A Landscape of Violent Hate Crimes Against LGBTQ People in Peru
As I reflect on the images in Fatherland, I am reminded of how important it is for these photographs, spaces, and names to be recorded. Not only as evidence of the acts of cruelty trans women and LGBTQ-identifying people in Peru are exposed to, the violence with which we are treated ... but also how these projects help us to be able to expose our feelings, our situation, our love, and also have the opportunity to make our struggle known...
Leyla Huerta Castillo, Director Féminas Perú
While Peru's landscape is often celebrated for its rich history and lush beauty, the series Fatherland shifts this perception and offers a counter narrative, exposing viewers to the scars born from decades of a relentless epidemic of hate. Through extensive research from within the gay and transgender communities, Juan José Barboza-Gubo and Andrew Mroczek document the sites of hate crimes throughout Peru's cities, deserts, the Andes, and deep within the jungles of the Amazon.
Although no assailant is shown in the photographs, the series underscores the dangerous effects of patriarchy and intolerance and examines how these constructs create the toxic environments that lend little worth to LGBTQ lives. Each image stands as a denouncement of the blatant disregard exhibited by Peru's religious and political leaders for non-conforming lifestyles. Fatherland is a direct challenge to a patriarchal model that continues to enable the cycle of violence by intentionally oppressing the LGBTQ community, or dismissing and ignoring their needs altogether.
Each photograph in the book is accompanied by the victim's name, age, and the year, location, and the nature of the attack. Due to the extremely violent nature of these assaults, Barboza-Gubo and Mroczek believe that the energy of those whose lives have been taken remain at these locations, and the brutality of each event has scarred the land.
For Peruvian audiences, these accounts of brutality place an unsettling mirror on the social injustices and everyday struggle for safety and survival that many LGBTQ-identifying populations endure. It is common for Peru's victims of homophobic and transphobic persecution to have their stories absent from public record and delegated to anecdotal remembrance. Fatherland seeks to mitigate this void.
Fatherland includes a Preface by Barboza-Gubo and Mroczek, an Afterword by Fabrice Houdart, Human Rights Officer at the Office of the UN High Commissioner for Human Rights (OHCHR), and essays by Juan Peralta, Chief Curator Museum of Contemporary Art, Lima, Peru, and Leyla Huerta Castillo, Director Féminas Perú.
In the Afterword, Fabrice Houdart acknowledges Fatherland as an example of how art can affect social change. Art as protest, as evidence, as a reflection of experience, and a means of documenting -- such as the work of Juan José Barboza-Gubo and Andrew Mroczek ... can help bridge the gap for audiences to gain a better understanding of LGBTQ experiences and foster conversations. It is the great power of art that can amplify the voices of the marginalized and can trigger empathy for human experiences that some have difficulty grasping and would rather ignore altogether.
In his essay, John Peraulta concludes: Fatherland leads us to a critical thinking on the sacrifice and immolation that LGBTQ communities are exposed to and their struggle to achieve a fairer recognition of health, education, work, and legality. But, above all, because of the necessity to establish education and practices around respect for life and tolerance.
About the Photographers:
The work of collaborators Juan José Barboza-Gubo (Peru, 1976) and Andrew Mroczek (USA, 1977) has focused on aspects of marginalization as the result of patriarchy and antiquated mores of social class, masculinity, and gender roles as they effect the LGBTQ communities, most recently, in Peru.
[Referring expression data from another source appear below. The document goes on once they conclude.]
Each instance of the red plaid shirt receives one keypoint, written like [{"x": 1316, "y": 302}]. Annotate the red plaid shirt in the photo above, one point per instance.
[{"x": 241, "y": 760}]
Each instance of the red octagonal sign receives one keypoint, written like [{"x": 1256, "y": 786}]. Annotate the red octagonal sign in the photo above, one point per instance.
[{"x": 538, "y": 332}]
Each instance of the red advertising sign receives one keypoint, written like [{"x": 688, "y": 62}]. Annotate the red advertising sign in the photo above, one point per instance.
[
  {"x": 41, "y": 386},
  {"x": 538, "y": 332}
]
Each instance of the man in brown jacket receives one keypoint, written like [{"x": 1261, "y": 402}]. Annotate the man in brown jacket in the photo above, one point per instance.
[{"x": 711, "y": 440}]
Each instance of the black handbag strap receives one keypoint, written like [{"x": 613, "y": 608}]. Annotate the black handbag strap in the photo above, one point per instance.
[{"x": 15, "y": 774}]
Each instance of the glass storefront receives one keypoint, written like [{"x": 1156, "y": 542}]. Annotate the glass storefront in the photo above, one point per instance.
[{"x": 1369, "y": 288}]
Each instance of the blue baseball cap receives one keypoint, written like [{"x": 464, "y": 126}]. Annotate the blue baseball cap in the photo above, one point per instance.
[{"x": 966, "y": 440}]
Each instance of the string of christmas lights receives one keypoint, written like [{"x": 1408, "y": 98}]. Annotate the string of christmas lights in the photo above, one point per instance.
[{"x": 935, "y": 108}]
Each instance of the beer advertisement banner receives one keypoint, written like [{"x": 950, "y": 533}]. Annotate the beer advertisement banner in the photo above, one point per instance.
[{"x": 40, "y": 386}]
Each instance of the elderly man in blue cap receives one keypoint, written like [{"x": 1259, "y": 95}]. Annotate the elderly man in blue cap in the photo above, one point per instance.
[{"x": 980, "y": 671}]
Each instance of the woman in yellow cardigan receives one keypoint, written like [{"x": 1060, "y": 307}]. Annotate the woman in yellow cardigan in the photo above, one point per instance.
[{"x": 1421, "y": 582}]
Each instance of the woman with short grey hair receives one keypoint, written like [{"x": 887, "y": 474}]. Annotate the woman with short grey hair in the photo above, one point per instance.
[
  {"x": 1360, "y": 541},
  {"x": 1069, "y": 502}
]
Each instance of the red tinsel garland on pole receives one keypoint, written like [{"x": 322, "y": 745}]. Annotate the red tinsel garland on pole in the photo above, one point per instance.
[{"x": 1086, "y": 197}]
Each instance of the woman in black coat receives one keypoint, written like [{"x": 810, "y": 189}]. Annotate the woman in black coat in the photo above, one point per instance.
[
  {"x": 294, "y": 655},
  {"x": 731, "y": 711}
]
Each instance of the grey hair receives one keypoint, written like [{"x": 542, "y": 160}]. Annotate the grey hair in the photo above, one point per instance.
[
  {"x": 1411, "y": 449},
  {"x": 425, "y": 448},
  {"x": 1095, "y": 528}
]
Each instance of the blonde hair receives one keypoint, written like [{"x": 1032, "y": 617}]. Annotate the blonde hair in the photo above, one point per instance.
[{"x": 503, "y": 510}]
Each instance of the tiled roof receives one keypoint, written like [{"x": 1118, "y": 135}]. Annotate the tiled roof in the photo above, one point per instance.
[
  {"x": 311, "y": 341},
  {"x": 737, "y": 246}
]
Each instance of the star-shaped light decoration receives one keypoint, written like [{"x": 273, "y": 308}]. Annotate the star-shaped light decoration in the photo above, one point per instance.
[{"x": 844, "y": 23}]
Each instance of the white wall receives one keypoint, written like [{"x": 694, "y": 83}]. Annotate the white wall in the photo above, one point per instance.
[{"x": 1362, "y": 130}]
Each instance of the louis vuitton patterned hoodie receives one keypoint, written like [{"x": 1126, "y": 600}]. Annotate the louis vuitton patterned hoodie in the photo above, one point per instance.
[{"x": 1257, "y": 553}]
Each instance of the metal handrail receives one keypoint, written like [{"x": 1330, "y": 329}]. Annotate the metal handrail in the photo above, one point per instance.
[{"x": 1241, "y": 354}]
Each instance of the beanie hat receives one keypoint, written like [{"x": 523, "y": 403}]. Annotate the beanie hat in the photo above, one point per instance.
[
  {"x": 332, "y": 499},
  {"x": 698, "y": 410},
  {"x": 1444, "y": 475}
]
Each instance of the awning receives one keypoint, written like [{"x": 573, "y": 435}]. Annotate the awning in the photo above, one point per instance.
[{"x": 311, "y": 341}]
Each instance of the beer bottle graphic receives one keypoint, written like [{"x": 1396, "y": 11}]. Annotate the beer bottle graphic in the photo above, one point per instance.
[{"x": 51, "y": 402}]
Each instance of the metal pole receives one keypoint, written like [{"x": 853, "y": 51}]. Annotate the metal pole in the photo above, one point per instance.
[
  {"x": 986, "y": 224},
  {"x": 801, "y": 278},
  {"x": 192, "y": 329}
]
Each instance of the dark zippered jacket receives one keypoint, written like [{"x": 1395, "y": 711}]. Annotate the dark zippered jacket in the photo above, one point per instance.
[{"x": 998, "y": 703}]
Solo exhibitions of their work have been shown at the Museo de Arte Contemporaneo de Lima, Peru (Museum of Contemporary Art); Lugar de la Memoria, Lima, Peru (The Museum of Remembrance); Centro Cultural de España, Lima, Peru (Cultural Center of Spain); Museum of Sex, New York; Chicago's Schneider Gallery; the AS220 Gallery, Rhode Island; and Houston's McClain Gallery, where their work was debuted as an official exhibition of the 2016 FotoFest Biennial. Their work has been featured in Artnet, the Huffington Post, Musée, Paper Magazine, VICE/Broadly, New York Magazine, the Advocate, Lenscratch, The Houston Press, El Comercio Peru, Artsy, and PRI's The World.
About the Publisher:
Daylight is a non-profit organization dedicated to publishing art and photography books. By exploring the documentary mode along with the more conceptual concerns of fine art, Daylight's uniquely collectible publications work to revitalize the relationship between art, photography, and the world-at-large.